5) When to use LWT? Rare uniqueness/compare‑and‑set needs; keep payloads small.

6) What are tombstones? Markers for deletes/expirations; too many slow reads until purged.

7) Repair vs read repair? Scheduled anti‑entropy vs opportunistic fixes during reads.

8) Compaction choice? STCS general, LCS read‑heavy, TWCS time‑series with TTL.

9) Multi‑DC best practice? LOCAL_QUORUM + per‑DC RF and rack‑aware snitches.

10) Secondary indexes? Use sparingly; prefer SASI or SAI where available, or model new tables.

11) Pagination? Use driver paging state; avoid large offsets or ALLOW FILTERING.

12) Backups? Snapshots + offsite copy; verify with test restores.

13) Batch usage? Small groups of related writes; avoid as bulk importer.

14) GC & memory? Tune heap/off‑heap; monitor GC pauses; avoid giant partitions.

15) Read latency spikes? Check compaction backlog, tombstones, and OS cache misses.

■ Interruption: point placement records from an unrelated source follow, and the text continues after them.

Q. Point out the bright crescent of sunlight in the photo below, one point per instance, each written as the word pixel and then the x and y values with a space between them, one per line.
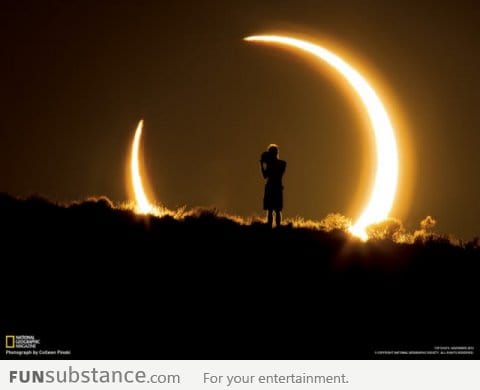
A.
pixel 143 206
pixel 386 177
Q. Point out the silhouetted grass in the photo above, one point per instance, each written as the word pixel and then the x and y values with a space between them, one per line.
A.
pixel 199 284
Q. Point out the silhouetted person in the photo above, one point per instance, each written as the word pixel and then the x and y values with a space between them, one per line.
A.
pixel 273 170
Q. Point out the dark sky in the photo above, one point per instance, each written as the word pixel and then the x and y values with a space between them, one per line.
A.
pixel 78 75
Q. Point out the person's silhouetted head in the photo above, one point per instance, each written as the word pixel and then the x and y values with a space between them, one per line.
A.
pixel 273 150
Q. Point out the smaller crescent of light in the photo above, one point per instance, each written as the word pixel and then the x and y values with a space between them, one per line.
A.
pixel 143 206
pixel 385 186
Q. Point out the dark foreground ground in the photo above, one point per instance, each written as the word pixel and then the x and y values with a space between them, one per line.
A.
pixel 105 283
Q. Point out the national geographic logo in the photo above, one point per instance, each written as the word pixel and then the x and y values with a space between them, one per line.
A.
pixel 9 342
pixel 21 342
pixel 29 346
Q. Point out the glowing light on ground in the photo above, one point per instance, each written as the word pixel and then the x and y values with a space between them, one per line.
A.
pixel 386 177
pixel 143 205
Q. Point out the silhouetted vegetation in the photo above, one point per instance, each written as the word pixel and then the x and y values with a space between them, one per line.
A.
pixel 204 285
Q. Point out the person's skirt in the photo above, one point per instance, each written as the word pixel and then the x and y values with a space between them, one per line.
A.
pixel 273 197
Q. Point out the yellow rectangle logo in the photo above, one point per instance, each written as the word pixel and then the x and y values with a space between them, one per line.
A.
pixel 9 342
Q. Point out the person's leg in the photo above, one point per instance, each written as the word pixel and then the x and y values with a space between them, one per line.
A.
pixel 270 218
pixel 278 218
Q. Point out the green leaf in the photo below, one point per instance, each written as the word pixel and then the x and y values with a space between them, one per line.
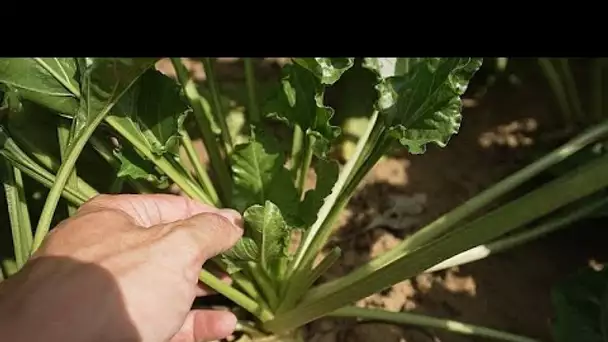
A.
pixel 260 176
pixel 161 111
pixel 327 174
pixel 300 102
pixel 134 166
pixel 153 112
pixel 265 239
pixel 327 70
pixel 105 81
pixel 420 97
pixel 581 306
pixel 49 82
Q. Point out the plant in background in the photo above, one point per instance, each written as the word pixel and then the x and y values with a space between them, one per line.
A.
pixel 129 115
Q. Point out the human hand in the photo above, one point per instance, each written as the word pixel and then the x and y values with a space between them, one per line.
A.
pixel 123 268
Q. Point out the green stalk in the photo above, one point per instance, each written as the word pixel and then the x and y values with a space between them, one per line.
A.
pixel 483 251
pixel 305 246
pixel 60 181
pixel 557 86
pixel 47 179
pixel 183 181
pixel 484 198
pixel 63 80
pixel 571 88
pixel 597 88
pixel 296 149
pixel 429 322
pixel 309 141
pixel 260 276
pixel 19 217
pixel 377 275
pixel 46 160
pixel 216 104
pixel 236 296
pixel 201 172
pixel 221 170
pixel 105 152
pixel 254 113
pixel 63 134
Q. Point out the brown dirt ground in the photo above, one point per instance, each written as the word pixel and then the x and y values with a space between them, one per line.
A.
pixel 509 291
pixel 501 129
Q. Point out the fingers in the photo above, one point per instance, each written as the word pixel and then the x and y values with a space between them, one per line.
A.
pixel 206 325
pixel 153 209
pixel 198 238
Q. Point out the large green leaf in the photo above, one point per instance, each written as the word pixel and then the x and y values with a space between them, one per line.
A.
pixel 260 176
pixel 265 240
pixel 299 101
pixel 327 174
pixel 104 82
pixel 49 82
pixel 581 307
pixel 327 70
pixel 153 112
pixel 420 97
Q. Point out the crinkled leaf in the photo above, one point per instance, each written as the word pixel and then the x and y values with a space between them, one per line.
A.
pixel 300 102
pixel 581 307
pixel 36 79
pixel 260 175
pixel 265 239
pixel 153 111
pixel 328 70
pixel 420 97
pixel 104 83
pixel 134 166
pixel 327 174
pixel 161 111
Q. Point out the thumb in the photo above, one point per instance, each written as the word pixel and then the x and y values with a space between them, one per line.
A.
pixel 206 325
pixel 201 236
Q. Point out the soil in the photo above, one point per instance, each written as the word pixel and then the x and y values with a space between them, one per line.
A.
pixel 504 128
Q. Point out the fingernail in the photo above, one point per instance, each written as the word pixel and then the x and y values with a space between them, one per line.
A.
pixel 233 216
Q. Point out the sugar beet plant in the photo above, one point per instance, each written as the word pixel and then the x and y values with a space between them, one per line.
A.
pixel 58 111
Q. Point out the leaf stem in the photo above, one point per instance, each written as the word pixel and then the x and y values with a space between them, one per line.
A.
pixel 201 172
pixel 530 234
pixel 216 103
pixel 61 179
pixel 304 251
pixel 183 181
pixel 69 86
pixel 305 162
pixel 254 113
pixel 63 134
pixel 19 217
pixel 429 322
pixel 377 275
pixel 214 151
pixel 236 296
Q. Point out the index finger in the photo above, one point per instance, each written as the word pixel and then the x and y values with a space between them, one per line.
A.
pixel 153 209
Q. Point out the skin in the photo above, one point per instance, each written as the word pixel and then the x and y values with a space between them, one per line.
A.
pixel 123 268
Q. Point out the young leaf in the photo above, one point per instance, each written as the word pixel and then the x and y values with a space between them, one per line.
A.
pixel 260 176
pixel 420 97
pixel 328 70
pixel 134 166
pixel 161 111
pixel 327 175
pixel 50 82
pixel 153 112
pixel 266 238
pixel 300 102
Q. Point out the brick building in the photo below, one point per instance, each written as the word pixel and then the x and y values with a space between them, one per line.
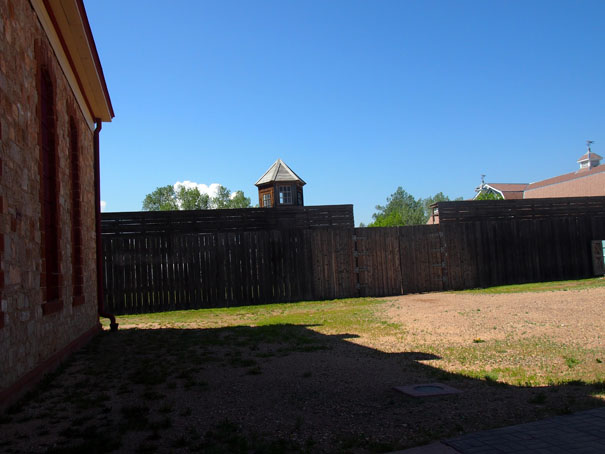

16) Data modeling anti‑patterns? Unbounded partitions, random clustering orders, ALLOW FILTERING reliance.

17) Node failures? Hinted handoff, repairs, and quorum keep service healthy.

18) Observability must‑haves? p99 read/write, pending compactions, dropped mutations, repair lag.

19) Rolling upgrades? One rack/node at a time, drain/stop, upgrade, verify, proceed.

20) When not to use Cassandra? Heavy multi‑row transactions, ad‑hoc joins/OLAP inside OLTP cluster.